J’apprends à être en paix avec moi-même – 1° partie

La plupart des êtres humains ne s’aiment pas. S’aimer, ce n’est pas se prendre pour « la huitième merveille du monde ». Nous avons tous et toutes des qualités et des défauts. Mais, chacun, chacune d’entre nous est unique. Chantal Rialland vous en dit plus…

Personne sur terre n’est totalement semblable à vous. Vivre, c’est exprimer votre personnalité spécifique et réaliser vos talents d’une façon qui vous est particulière. S’aimer, c’est être en paix avec soi-même.

Peut-être n’en avez-vous pas conscience, mais, généralement, vous vous critiquez sans cesse. En votre fort intérieur, tout au long de la journée, vous vous donnez des noms d’oiseaux : « Quelle idiote », « Quel imbécile », « Quelle nulle », « Quel crétin », « Quelle cloche », « Quel c… ». De même, vous vous reprochez d’avoir agi comme vous l’avez fait : « J’aurais dû », « Je n’aurais pas dû », « Je ne sais pas m’y prendre », « Je n’ai encore pas su quoi répondre, comme d’habitude », « J’ai été ridicule ».

Souvent, vous n’aimez pas votre physique : « Quelle tête j’ai ce matin », « Oh la la, qu’est ce que je suis moche », « Je vieillis à vitesse grand V », « Oh, ma cellulite, c’est horrible », « Impossible de me mettre en maillot », « J’ai des cheveux épouvantables », « Je n’ai pas assez de poitrine », « J’ai trop de poitrine », « Je suis trop petite », « Je suis trop grande », « J’ai de la bedaine », «  Je suis chauve ».

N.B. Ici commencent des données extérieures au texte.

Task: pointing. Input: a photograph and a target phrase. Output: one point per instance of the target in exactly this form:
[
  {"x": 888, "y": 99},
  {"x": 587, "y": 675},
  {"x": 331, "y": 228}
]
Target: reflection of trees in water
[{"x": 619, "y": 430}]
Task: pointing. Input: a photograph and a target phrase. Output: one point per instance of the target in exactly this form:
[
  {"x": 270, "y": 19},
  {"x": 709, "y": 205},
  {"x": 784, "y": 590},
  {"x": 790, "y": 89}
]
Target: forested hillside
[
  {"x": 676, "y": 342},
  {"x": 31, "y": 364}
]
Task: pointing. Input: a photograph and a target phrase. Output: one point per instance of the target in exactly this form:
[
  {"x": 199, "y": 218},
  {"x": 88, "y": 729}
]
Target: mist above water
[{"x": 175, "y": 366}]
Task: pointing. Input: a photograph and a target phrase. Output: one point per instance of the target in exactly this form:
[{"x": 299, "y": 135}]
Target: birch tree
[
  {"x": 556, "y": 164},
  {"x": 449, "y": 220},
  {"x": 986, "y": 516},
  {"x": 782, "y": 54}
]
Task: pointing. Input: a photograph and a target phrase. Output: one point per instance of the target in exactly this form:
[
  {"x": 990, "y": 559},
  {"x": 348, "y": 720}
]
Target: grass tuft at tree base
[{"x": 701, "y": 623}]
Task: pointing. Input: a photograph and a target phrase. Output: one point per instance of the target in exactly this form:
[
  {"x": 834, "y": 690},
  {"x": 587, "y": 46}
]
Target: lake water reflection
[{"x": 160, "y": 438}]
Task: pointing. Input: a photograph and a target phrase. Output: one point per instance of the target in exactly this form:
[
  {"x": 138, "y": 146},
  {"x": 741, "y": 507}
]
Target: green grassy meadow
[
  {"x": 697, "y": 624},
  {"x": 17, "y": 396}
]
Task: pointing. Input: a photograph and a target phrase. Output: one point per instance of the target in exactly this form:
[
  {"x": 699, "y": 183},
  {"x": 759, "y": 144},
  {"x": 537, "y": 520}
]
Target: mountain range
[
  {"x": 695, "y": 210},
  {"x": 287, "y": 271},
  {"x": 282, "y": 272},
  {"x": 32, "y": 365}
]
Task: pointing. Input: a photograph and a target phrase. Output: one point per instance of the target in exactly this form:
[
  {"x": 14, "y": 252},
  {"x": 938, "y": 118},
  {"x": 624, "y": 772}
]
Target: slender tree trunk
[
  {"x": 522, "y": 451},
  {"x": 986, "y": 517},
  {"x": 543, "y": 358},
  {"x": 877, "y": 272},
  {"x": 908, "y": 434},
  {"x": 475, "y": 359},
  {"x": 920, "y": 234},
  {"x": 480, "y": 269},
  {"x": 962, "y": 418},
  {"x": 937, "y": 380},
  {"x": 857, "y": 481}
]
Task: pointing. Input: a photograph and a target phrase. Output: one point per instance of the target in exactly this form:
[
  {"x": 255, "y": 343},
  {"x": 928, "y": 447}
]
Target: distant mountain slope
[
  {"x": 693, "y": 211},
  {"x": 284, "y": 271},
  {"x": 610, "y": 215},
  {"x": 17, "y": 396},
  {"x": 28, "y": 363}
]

Au quotidien, vous n’avez pas confiance en vous : « Je ne suis pas douée », « Ce n’est pas pour moi », « C’est au-delà de mes compétences », « Je n’y arriverai jamais », « Parler à une réunion, c’est une horreur », « Les autres vont se moquer de moi », « Je suis un vrai panier percé », « Au lit, je ne suis pas une affaire », « Je ne dois pas être une bonne mère », « Je suis nul avec les femmes », « Je ne suis pas un bon père »

Certains, certaines d’entre vous ont même développé un véritable « bourreau intérieur » qui les envahit, les harcèle et les fustige constamment. Vous estimez alors, tour à tour, que « vous n’en faites jamais assez », que « vous auriez pu mieux faire », que « vous n’êtes pas à la hauteur », que « vous ne valez rien ». Vos mots d’ordre sont « Il faut », « Je dois ». Vous vous imposez une foule de contraintes. Vous vous soumettez à un emploi de temps infernal. Vous ne prenez jamais le temps se souffler ni de vous détendre. En aucun cas, vous ne traiteriez vos amis comme vous le faites vous concernant. Vous êtes devenu votre pire ennemi.

Se critiquer, douter de soi, se « mettre la pression comme pas possible » n’est absolument pas naturel. Vous n’êtes pas né ainsi. Quand vous étiez jeune enfant, vous étiez plein ou pleine de vie, de curiosité et d’enthousiasme. Quand vous avez appris à marcher, chaque jour, vous suiviez votre envie de vous déplacer debout sur vos deux jambes, sans vous poser la moindre question. Vous avez recommencé, recommencé encore, recommencé inlassablement, jusqu’à parvenir à votre but, ravi de l’atteindre. Vous ne vous êtes jamais dit « Je ne vais pas y arriver » ou « Les autres vont rire de moi ».